Alia: Papa capitalismum condemnavit … Quid Angela Merkel dixerit … Duo Finni in Iemenio vi abducti … De adiunctionibus municipalibus … De mortibus in Finnia viariis

 

 

Plenty of Neolithic Figures from Koutroulou Magoula

From a University of Southampton press release:

Archaeologists from the University of Southampton studying a Neolithic archaeological site in central Greece have helped unearth over 300 clay figurines, one of the highest density for such finds in south-eastern Europe.

The Southampton team, working in collaboration with the Greek Archaeological Service and the British School at Athens, is studying the site of Koutroulou Magoula near the Greek village of Neo Monastiri, around 160 miles from Athens.

Koutroulou Magoula was occupied during the Middle Neolithic period (c. 5800 – 5300 BC) by a community of a few hundred people who made architecturally sophisticated houses from stone and mud-bricks. The figurines were found all over the site, with some located on wall foundations. It’s believed the purpose of figurines was not only as aesthetic art, but also to convey and reflect ideas about a community’s culture, society and identity.

“Figurines were thought to typically depict the female form, but our find is not only extraordinary in terms of quantity, but also quite diverse – male, female and non-gender specific ones have been found and several depict a hybrid human-bird figure,” says Professor Yannis Hamilakis, Co-Director of the Koutroulou Magoula Archaeology and Archaeological Ethnography project.

He continues, “We still have a lot of work to do studying the figurines, but they should be able to give us an enormous amount of information about how Neolithic people interpreted the human body, their own gender and social identity and experience.”

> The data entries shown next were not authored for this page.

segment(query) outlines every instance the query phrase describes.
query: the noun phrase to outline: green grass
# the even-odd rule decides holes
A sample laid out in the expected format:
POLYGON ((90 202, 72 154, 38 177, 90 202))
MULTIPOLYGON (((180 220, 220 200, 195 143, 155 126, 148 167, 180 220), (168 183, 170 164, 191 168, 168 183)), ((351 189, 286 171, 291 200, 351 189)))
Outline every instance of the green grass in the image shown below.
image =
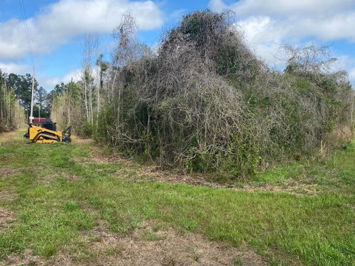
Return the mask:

Excavations at Koutroulou Magoula were started in 2001 by Dr Nina Kyparissi (formerly Greek Archaeological Service) and this latest project began in 2010. The site is roughly four times the area of a football pitch and consists of a mound up to 18 feet high featuring at least three terraces surrounded by ditches. The people who lived in the settlement appear to have rebuilt their homes on the same building footprint generation after generation, and there is also evidence that some of the houses were unusual in their construction.

Professor Hamilakis comments, “This type of home would normally have stone foundations with mud-bricks on top, but our investigations at Koutroulou Magoula have found some preserved with stone walls up to a metre in height, suggesting that the walls may have been built entirely of stone, something not typical of the period.

“The people would have been farmers who kept domestic animals, used flint or obsidian1 tools and had connections with settlements in the nearby area. The construction of parts of the settlement suggests they worked communally, for example, to construct the concentric ditches surrounding their homes.

“There is no evidence of a central authority to date, yet large numbers of people were able to come together and carry out large communal and possibly socially beneficial projects.”

In later centuries, the settlement mount became an important memory place. For example, at the end of the Bronze Age, a ‘tholos’ or beehive-shaped tomb was constructed at the top and in Medieval times (12-13th c. AD) at least one person (a young woman) was buried amongst the Neolithic houses.

In addition to excavation, the project has conducted ethnography amongst the local communities, exploring their customs and culture and their relationship to the site. It has engaged in a series of community and public archaeology events, including the production and staging of site-specific theatrical performances, which turn into communal celebrations with food, drink and dance. In part, this aims to examine the importance of Koutroulou Magoula to contemporary communities and make the site an important feature in the social and cultural life of the area.

The project team will carry out two study seasons in 2013 and 2014.